Мать собирает на стол, достает из печки чайник.
Наскоро выпив чашку чаю, Анютка выскакивает из-за стола. Она всецело поглощена новой куклой, которую назвала Галей. Надо прежде всего примерить, пойдет ли Гале синее платье, или, может быть, придется просить у матери лоскуток и шить новое. Занятая этой важной проблемой, она не вслушивается в разговор за столом. До сознания ее долетают только отдельные слова.
— Я, Даша, к тому, что, может, ты… забудешь старое?
Мать смотрит на гостя так, точно ей заранее известно все, что он скажет, и качает головой.
— Эх, Ефим, — грустно улыбается она. — Видишь, не пропала я одна с детишками. Помогли добрые люди, колхоз помог, на ноги поставил. Я с тебя и алиментов не требовала. К чему?
— Измучился я, Даша. Все жилы та женщина из меня за эти годы вытянула. Мне тоже нелегко было. Как прежде, пожить бы…
— Нет, Ефим, поздно. Старого не воротишь. Не могу я тебе обиды своей простить.
— А ведь любила как! — шепчет мужчина.
— Любила, — соглашается мать. — Но любовь ведь не камень, ее беречь надо. Перегорело у меня все, Ефим, пеплом покрылось.
Гость встает, смотрит в окно… Мать равнодушно говорит:
— Куда сейчас пойдешь? Переночуй. На кровать вон ложись. Я зимой на печи сплю.
Она укладывает спать Анютку, и Анютка, утомленная игрой, быстро засыпает.
Снится ей новая кукла Галя, усатый дяденька, лето, блестящая серебром речка, где так хорошо купаться, и она сладко причмокивает во сне.
Рано утром, когда она открыла глаза, мать уже собиралась на ферму. Кровать, на которой спал вчерашний гость, была пуста.
— Мамка, а дяденька где? — спрашивает Анютка.
— Ушел на станцию, к поезду.
— Он из города?
— Из города.
Мать долго смотрит на синеющий рассветный сумрак за окном, оборачивается, прижимает Анютку к себе и целует ее часто-часто.

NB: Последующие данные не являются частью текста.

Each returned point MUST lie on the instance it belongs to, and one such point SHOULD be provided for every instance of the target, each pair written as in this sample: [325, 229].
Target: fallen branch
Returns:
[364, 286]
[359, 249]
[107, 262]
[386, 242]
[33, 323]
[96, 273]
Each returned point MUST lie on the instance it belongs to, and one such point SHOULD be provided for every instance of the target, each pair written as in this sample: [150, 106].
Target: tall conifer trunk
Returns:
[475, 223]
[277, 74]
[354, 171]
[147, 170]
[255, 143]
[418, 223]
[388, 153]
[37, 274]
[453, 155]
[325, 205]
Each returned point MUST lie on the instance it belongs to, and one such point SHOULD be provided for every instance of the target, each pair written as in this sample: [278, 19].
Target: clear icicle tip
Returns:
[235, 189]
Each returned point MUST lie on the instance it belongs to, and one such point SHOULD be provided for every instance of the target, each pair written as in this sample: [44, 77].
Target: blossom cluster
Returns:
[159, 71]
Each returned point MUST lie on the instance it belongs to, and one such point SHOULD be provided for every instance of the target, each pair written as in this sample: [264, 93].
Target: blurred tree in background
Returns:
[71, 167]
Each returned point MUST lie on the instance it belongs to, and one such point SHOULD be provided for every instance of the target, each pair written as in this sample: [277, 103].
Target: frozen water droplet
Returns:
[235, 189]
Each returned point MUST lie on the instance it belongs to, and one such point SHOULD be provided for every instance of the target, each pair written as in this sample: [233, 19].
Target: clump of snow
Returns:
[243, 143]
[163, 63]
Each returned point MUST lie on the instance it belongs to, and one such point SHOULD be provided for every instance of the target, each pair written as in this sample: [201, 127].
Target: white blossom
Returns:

От матери пахнет овчиной, хлебом — родным и знакомым запахом.
— Глупенькие вы мои, — шепчет она, — ничего-то вы не понимаете. Ничегошеньки.
На щеку Анютке падает теплая капля.
— Мамка, ты чего? — удивленно спрашивает она, поднимая голову.
— Ничего, доченька, ничего. Соринка в глаз попала. Я ухожу. Печь истопила, кашку сварила. Покорми братика, когда проснется, — торопливо говорит мать и, застегивая на ходу пальто, выходит из избы.